Muito para alívio de todos, o
resto do dia decorreu nos conformes, tanto que se tivessem que voltar atrás e
mudar alguma coisa, não o fariam. Depois de acalmados os ânimos, Guida e Marta
já se riam com a partida da morena. No final do dia, preenchido por todas as
formalidades e tradições do mais convencional dos casamentos, no momento das
danças mais lentas, Daniela, que vira todos os vídeos educativos sobre o assunto
quanto conseguira, propôs à outra, “Apetece-te?”
“Daniela Sousa, não acredito
que me estás a convidar para dançar”, replicou Susana, arqueando as
sobrancelhas em jeito de gozo, “Aceito sim”
Puxando a loura pela mão, a
rapariga pôs os braços por detrás do pescoço da outra, revirando os olhos
quando esta pousou as mãos sobre as suas nádegas. Ainda assim, quando a música
ia a começar, Susana assumiu a posição correcta. Não trocando os passos, a
morena conseguiu acompanhar a outra, desta vez sem a pisar ou fazer cair,
embora não fosse graciosa. O esforço valeu-lhe que a loura aproximasse os
lábios do seu ouvido e murmurasse, “Muito bem”

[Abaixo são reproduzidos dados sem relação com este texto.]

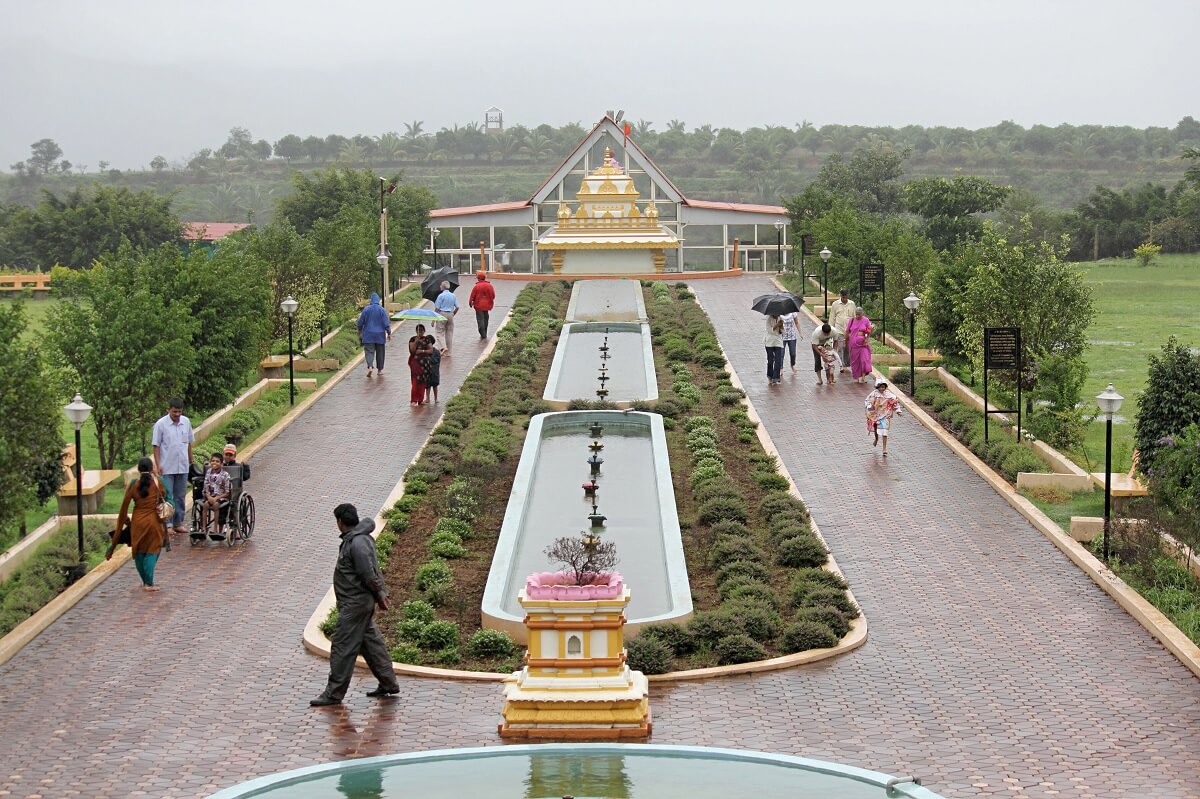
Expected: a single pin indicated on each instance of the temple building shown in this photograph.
(609, 210)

“Queres sair por um bocadinho?”,
convidou Daniela, já a ficar cansada, não apenas da dança, como, também, de
estar rodeada por grandes magotes de gente.
A outra, dando a mão à
rapariga, esquivou-se das pessoas, até saírem do edifício, para o jardim.
Estava uma noite linda, amena e com o leve som de grilos como banda sonora.
Sentando-se na relva, entre as pernas de Susana, a morena deixou-se apenas
embalar, ouvindo os grilos e a respiração da loura. Já esta colocou os braços
em torno do pescoço de Daniela, em silêncio. Manifestando-se, a rapariga
perguntou, séria, “Gostas de piercings nos mamilos?”
“Ahm?”, admirou-se a outra. E
pensar que a morena quebrara aquele momento para fazer a pergunta mais
aleatória que lhe poderia ocorrer.
Sem responder, Daniela
aninhou-se melhor nos braços de Susana. Se um dia lhe tivessem dito que a
pessoa que conhecera um dia num bar de aspecto suspeito seria a mesma com quem,
depois de muito tempo e muitos acontecimentos, estaria ali, a partilhar aquele
momento, não acreditaria. E a melhor parte? Era que estava perfeitamente feliz.